Hint: The answer to this question is based on the basic definitions of empirical formula and molecular formula where firstly the percentage is to be converted into grams and then the given molecular mass is divided by empirical formula mass which gives the required answer.

Complete answer:
In the lower classes of chemistry, we have studied about the molecular formula and also the empirical formula calculation and let us now see this in detail and calculate both the quantities with the given data.
To start with, let us first concert the percentiles into grams.
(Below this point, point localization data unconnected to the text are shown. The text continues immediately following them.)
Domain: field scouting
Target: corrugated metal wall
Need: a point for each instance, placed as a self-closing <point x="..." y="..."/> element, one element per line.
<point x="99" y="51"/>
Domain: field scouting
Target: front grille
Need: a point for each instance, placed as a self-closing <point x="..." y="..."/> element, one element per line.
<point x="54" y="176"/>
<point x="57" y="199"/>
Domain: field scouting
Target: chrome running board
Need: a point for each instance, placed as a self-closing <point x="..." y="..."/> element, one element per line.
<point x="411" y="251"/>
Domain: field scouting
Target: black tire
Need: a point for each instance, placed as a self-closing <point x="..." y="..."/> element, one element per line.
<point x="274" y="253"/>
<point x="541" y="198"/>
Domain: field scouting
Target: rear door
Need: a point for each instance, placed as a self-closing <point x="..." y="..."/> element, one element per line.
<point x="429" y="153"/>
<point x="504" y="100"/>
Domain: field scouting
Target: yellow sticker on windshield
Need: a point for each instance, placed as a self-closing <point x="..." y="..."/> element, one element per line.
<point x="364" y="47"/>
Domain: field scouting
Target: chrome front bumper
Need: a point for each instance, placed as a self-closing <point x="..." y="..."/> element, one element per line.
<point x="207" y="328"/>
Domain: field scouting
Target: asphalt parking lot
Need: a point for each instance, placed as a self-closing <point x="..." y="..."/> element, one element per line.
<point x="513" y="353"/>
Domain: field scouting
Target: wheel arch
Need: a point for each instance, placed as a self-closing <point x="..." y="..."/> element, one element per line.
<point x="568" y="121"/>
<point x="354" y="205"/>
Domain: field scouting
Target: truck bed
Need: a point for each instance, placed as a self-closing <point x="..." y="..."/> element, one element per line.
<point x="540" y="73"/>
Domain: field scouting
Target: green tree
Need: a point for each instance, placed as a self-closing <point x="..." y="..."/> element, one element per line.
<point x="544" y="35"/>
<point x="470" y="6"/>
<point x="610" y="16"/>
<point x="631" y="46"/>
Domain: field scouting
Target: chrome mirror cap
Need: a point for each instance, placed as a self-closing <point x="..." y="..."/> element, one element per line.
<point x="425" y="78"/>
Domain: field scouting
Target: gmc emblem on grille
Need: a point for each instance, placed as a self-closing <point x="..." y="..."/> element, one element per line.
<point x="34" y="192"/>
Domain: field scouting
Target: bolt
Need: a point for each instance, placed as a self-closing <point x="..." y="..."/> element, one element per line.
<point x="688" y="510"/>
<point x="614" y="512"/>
If we consider that these percentiles of individual atoms in the total composition considered to be hundred then,
Total amount of hydrogen present in 100g of compound is 4.07g
Total amount of carbon present will be24.27g
Total amount of chlorine present will be 71.65g.
Now, we shall calculate the number of moles of each atom present in the required compound.
Thus,
\[n=\dfrac{Wt.}{Atomic.wt.}\]
For hydrogen, \[{{n}_{H}}=\dfrac{4.07}{1.008}=4.04moles\]
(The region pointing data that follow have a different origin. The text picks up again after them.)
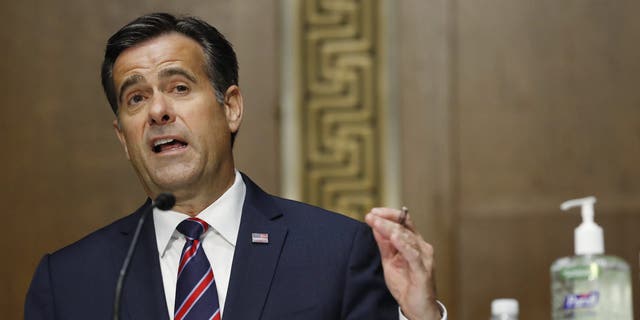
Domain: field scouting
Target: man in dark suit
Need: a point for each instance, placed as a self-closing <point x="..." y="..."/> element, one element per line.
<point x="173" y="85"/>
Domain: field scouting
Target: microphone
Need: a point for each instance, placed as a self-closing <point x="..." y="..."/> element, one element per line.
<point x="163" y="201"/>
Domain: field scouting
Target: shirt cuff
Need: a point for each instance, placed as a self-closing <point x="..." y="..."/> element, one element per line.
<point x="443" y="312"/>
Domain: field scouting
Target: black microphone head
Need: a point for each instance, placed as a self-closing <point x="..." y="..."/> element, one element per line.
<point x="164" y="201"/>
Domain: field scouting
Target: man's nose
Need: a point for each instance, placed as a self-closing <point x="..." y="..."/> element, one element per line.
<point x="161" y="111"/>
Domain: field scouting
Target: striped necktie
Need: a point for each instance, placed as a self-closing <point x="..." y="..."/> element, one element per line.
<point x="196" y="294"/>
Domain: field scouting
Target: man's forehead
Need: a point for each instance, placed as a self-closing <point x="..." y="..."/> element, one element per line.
<point x="159" y="53"/>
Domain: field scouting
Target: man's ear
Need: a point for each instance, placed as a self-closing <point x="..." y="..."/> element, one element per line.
<point x="120" y="135"/>
<point x="233" y="107"/>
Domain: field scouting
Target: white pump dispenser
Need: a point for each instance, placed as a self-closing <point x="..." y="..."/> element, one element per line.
<point x="588" y="236"/>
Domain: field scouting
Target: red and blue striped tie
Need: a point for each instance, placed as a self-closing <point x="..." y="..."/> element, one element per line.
<point x="196" y="294"/>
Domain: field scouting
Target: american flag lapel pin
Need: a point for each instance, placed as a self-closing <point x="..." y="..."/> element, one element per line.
<point x="260" y="237"/>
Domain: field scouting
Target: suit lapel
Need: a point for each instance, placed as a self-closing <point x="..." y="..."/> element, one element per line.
<point x="143" y="291"/>
<point x="254" y="264"/>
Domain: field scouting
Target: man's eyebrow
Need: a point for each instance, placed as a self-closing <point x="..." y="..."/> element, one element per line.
<point x="175" y="71"/>
<point x="130" y="81"/>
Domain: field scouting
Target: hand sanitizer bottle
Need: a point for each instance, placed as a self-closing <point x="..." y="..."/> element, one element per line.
<point x="590" y="285"/>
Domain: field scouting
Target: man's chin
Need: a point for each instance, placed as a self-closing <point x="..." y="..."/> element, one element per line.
<point x="173" y="181"/>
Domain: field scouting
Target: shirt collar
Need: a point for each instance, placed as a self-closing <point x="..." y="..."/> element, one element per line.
<point x="223" y="215"/>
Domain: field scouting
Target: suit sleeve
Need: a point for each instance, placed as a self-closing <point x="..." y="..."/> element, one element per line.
<point x="366" y="295"/>
<point x="39" y="302"/>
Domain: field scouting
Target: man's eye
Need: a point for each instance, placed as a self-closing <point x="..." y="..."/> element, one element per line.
<point x="181" y="88"/>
For carbon, \[{{n}_{C}}=\dfrac{24.27}{12}=2.02moles\] and
For chlorine, \[{{n}_{Cl}}=\dfrac{71.65}{35.5}=2.02moles\]
Now, according to the standard rule of empirical formula, we have to divide the above values with the one smallest value among those, thus the ratio will be
\[{{n}_{H}}:{{n}_{C}}:{{n}_{Cl}}=4.04:2.02:2.02\]
Now, by dividing this with smallest value among those that is 2.02 we get,
\[{{n}_{H}}:{{n}_{C}}:{{n}_{Cl}}=2:1:1\]
Now, empirical formula will be ${{H}_{2}}CCl$
Now, to find the molecular formula, we have to calculate the empirical formula mass that is,
\[\left( 1.008\times 2 \right)+\left( 12.01\times 1 \right)+\left( 35.5\times 1 \right)=49.48g\]
Now, according to the rule, we have to divide the molecular formula mass by empirical formula mass and this will be,
\[n=\dfrac{98.96}{49.48}=2\]
Thus, the value of n is 2.
Now, we have to multiply this value of n to the empirical formula found and that is $({{H}_{2}}CCl)\times 2={{H}_{4}}{{C}_{2}}C{{l}_{2}}$
This molecular formula can be written accordingly as ${{C}_{2}}{{H}_{4}}C{{l}_{2}}$

Note:
Note that empirical formula and molecular formula are different and do not be confused because empirical formula shows the simplest whole number ratio of the atoms in a compound and molecular formula shows number of each type of atom in a molecule.